Von 1522 bis 1786, also länger als 250 Jahre, unterstand die Herrschaft dem "Souveränen Rat von Brabant" in Brüssel. Philipp II., Sohn Karls V. und ab 1556 König von Spanien, führte unter dem Siegel der Verteidigung der katholischen Religion einen erbitterten Kampf gegen die aufständischen Niederlande, deren Protestantisch gewordene "vereinte Provinzen" (das heutige Holland umfassend) sich 1591 von Spanien lossagten. Die südlichen Provinzen, darunter Brabant mit Lommersum, wurden nun endgültig an Spanien gekettet. Für Lommersum bedeutete das eine harte und niederdrückende Zeit.

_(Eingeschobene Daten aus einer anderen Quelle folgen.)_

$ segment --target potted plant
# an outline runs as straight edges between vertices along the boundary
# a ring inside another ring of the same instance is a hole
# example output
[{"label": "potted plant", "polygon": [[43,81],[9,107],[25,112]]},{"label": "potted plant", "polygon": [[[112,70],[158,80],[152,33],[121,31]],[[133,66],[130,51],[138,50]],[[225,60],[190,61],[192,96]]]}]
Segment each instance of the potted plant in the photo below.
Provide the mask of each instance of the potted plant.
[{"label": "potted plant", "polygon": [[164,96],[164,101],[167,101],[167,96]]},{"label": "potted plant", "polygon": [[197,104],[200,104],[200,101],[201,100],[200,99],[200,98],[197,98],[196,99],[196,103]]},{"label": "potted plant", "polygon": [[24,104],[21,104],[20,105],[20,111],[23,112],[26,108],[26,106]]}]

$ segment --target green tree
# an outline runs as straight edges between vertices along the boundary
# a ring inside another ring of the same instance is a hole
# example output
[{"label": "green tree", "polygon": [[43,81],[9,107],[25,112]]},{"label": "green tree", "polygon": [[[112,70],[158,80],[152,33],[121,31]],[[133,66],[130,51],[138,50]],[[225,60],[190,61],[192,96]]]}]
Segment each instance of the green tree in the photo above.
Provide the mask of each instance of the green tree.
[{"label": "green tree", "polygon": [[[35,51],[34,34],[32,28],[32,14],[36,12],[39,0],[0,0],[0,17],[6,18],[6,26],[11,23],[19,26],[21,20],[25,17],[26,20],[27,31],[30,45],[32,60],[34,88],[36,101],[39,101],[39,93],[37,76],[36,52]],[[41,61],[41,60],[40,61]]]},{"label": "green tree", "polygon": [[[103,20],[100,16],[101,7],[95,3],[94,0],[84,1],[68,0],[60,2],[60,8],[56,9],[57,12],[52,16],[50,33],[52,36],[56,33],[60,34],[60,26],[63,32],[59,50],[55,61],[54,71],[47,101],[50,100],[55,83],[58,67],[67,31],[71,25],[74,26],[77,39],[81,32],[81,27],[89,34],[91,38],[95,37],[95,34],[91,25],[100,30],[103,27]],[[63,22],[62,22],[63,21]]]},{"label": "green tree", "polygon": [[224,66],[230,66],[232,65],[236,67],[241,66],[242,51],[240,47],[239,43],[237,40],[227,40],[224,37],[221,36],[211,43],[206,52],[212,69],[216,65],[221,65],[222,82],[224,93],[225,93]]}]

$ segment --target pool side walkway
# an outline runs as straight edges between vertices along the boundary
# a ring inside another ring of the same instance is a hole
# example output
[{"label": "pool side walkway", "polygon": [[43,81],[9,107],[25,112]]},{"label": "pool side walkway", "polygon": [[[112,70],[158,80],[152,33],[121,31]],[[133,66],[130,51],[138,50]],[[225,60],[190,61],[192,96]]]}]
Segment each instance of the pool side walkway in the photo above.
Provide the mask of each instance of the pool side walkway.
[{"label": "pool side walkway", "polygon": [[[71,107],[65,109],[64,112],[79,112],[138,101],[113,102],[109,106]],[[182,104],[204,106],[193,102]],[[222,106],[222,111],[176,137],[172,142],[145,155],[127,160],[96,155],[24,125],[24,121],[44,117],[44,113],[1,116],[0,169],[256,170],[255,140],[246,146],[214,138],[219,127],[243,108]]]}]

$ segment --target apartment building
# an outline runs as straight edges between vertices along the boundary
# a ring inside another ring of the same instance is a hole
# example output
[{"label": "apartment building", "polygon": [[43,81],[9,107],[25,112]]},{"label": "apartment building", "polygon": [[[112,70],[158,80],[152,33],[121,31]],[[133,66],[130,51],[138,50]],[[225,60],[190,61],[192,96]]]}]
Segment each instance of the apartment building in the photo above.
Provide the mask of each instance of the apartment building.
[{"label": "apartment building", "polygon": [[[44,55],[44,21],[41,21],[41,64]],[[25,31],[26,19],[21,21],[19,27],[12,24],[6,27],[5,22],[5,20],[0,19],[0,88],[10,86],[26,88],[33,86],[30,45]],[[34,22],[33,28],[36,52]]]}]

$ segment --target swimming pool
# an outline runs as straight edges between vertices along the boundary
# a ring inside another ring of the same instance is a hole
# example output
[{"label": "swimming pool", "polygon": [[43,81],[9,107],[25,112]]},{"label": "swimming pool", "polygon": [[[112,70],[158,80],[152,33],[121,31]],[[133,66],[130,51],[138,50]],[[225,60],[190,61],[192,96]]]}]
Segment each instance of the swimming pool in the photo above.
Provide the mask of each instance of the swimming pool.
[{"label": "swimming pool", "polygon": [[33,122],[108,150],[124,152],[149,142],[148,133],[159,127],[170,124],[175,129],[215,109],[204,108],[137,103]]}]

Karl VI. von Spanien übertrug 1710 die vereinigten Herrschaften Lommersum und Kerpen dem Kurfürsten Johann Wilhelm von der Pfalz, der damit 1712 seinen Minister, den Grafen Johann Friedrich von Schaesberg belohnte.

 

Kaiser Joseph II. verzichtete in seiner Stellung als Herzog von Brabant 1786 auf die Lehnshoheit über Lommersum und wies zudem den "Souveränen Rat von Brabant" an, seinerseits auf die oberste Gerichtsbarkeit über Lommersum zu verzichten. Damit war ein Vierteljahrtausend spanisch-habsburgische Ära für Lommersum beendet. Als reichsunmittelbare Herrschaft wurde der Ort nun Eigentum des "regierenden" Grafen August Friedrich von Schaesberg, eines Sohnes des oben genannten Johann Friedrich. An die spanisch-habsburgische Zeit Lommersums erinnert heute noch das sog. "spanische Rathaus" in Lommersum.

 

Sehenswürdigkeiten / Merkmale in Weilerswist

 

Einwohnerzahlen

1798 2.700
1803 2.925
1905 5076
1939 5934
1950 8.047
1970 11.486
2005 16.925

 

Wappen

Blasonierung: „Gespalten; vorne in Schwarz ein mit einem Kreuz besteckter, zweifenstriger silberner (weißer) Turm, hinten in Silber (weiß) ein schwarzer Adler.“

 

Das Wappen verbindet die Symbole der ehemaligen Bürgermeistereien Weilerswist und Lommersum. Der Turm symbolisiert das „Swister Türmchen“, das Wahrzeichen von Weilerswist, der Adler entstammt dem Lommersumer Gerichtssiegel von 1675. Da die ursprünglichen Farben nicht mehr zu ermitteln waren, wurden Schwarz und Silber, die Farben des Kurfürstentums Köln verwendet, dem Weilerswist seit 1303 angehörte.

 

Banner

Beschreibung des Banners: „Weiß-Schwarz im Verhältnis 1:1 längsgestreift mit dem Wappen der Gemeinde etwas oberhalb der Mitte.“

 

Gemeindepartnerschaften

Die Gemeinde Weilerswist unterhält zwei Gemeindepartnerschaften. Seit 1978 besteht eine Partnerschaft mit der südfranzösischen Gemeinde Carqueiranne und seit 1989 mit der mittelenglischen Gemeinde Whitnash.